Fiber lasers offer several advantages over bulk solid-state lasers because they can achieve both high efficiency and fair output power. Still, the use of those silica fiber lasers is limited to very few particular applications like broadband ASE source and pulsed fiber lasers. But, since non-oxide fibers open a broad wavelength range not accessible via rare-earth doped silica fiber nor semiconductor lasers, several niches should be available. In this paper, a comparative study of performances and commercial readiness of both oxide and non- oxide fiber lasers will be done. Effectively, non-oxide fiber laser developers are confronted to several fundamental (photo- induced loss) and technical challenges (splicing, moisture, handling in general). For example, the availability of the right pump laser wavelength lags behind any serious commercial applications.
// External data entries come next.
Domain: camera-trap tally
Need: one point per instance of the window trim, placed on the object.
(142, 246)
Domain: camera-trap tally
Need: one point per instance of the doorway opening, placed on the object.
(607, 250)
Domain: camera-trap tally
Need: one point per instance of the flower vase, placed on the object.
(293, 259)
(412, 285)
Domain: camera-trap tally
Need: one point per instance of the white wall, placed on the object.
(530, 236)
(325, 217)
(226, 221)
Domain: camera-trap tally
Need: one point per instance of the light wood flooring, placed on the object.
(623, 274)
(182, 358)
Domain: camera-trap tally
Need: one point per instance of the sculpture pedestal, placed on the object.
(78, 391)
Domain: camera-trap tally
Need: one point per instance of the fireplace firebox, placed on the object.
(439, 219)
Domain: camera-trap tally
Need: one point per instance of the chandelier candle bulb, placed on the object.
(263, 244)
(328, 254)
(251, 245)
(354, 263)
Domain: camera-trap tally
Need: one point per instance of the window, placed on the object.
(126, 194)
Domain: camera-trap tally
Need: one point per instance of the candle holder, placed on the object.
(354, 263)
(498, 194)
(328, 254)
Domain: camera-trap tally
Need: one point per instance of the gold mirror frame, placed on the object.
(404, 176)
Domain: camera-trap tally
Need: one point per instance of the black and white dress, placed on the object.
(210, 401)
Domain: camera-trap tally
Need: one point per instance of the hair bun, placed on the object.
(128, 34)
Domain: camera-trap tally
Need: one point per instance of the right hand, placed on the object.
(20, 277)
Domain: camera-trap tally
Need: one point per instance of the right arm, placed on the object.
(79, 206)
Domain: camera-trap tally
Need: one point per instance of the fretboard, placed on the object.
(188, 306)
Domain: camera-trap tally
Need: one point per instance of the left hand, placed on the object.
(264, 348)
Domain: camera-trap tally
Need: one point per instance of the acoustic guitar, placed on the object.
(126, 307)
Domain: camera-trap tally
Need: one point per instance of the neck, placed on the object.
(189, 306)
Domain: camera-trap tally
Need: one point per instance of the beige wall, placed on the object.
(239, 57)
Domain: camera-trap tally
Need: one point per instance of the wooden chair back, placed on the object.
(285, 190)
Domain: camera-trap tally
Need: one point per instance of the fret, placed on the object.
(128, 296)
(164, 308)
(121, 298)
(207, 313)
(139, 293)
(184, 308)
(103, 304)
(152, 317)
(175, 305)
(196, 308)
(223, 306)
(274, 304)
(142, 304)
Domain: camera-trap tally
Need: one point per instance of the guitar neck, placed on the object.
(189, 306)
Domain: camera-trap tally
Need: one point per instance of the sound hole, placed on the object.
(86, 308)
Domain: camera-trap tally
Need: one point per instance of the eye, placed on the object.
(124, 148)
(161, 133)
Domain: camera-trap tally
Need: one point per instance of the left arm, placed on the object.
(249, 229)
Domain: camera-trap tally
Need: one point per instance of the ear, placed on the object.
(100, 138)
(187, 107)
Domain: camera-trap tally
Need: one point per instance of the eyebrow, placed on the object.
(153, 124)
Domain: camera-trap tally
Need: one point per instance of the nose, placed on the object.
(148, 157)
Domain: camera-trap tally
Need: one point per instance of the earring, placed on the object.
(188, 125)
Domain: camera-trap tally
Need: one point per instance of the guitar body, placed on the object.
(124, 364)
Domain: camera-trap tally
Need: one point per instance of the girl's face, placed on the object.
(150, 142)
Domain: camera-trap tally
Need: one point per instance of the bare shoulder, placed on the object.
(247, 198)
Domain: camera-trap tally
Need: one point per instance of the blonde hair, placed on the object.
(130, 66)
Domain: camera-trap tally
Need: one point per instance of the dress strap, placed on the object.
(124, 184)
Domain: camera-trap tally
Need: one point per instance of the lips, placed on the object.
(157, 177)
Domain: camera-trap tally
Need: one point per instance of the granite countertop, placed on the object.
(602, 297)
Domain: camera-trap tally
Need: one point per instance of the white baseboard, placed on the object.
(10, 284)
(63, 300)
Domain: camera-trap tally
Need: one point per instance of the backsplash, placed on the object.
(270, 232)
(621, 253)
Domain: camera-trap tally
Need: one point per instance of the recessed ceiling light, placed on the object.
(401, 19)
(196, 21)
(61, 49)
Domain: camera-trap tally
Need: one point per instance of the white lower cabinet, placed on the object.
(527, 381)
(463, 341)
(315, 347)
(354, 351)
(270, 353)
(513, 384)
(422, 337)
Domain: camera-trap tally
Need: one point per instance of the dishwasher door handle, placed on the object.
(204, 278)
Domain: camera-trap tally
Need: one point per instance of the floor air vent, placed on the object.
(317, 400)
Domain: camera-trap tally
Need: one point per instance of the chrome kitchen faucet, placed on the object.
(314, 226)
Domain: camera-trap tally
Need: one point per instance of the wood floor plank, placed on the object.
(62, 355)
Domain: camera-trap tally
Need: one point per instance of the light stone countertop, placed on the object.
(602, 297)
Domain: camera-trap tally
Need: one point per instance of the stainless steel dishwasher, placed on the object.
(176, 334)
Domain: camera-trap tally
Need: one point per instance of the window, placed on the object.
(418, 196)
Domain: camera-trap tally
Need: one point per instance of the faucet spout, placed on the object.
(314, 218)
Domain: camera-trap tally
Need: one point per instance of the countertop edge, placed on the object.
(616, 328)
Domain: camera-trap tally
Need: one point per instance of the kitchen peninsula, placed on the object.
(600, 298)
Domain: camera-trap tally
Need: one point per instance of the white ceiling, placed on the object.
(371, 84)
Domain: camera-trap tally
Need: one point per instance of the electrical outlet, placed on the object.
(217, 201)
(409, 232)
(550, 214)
Fortunately, efficient up-conversion process helps access visible to UV wavelength range with commercial IR and near-IR pumps. Also, optimization and prediction of the performance must rely almost solely on experimental validation because the numerical simulation of non-oxide glass is very complex. In particular, for up-conversion lasers, one must consider and more important, know both the emission and absorption cross-sections of 5 to 10 energy levels. Nevertheless, we will review some promising applications coming from sensors system, RGB visible sources, telecommunication applications and some special LIDAR systems that can use double-clad fiber geometry for more efficient pumping and higher power output.

Paper Details

Date Published: 10 December 1999
PDF: 5 pages
Proc. SPIE 3849, Infrared Optical Fibers and Their Applications, (10 December 1999); doi: 10.1117/12.372792
Show Author Affiliations
Robert Larose, National Optics Institute (Canada)
Mohammed Saad, ACTGenomics (Canada)

Published in SPIE Proceedings Vol. 3849:
Infrared Optical Fibers and Their Applications
Mohammed Saad; James A. Harrington, Editor(s)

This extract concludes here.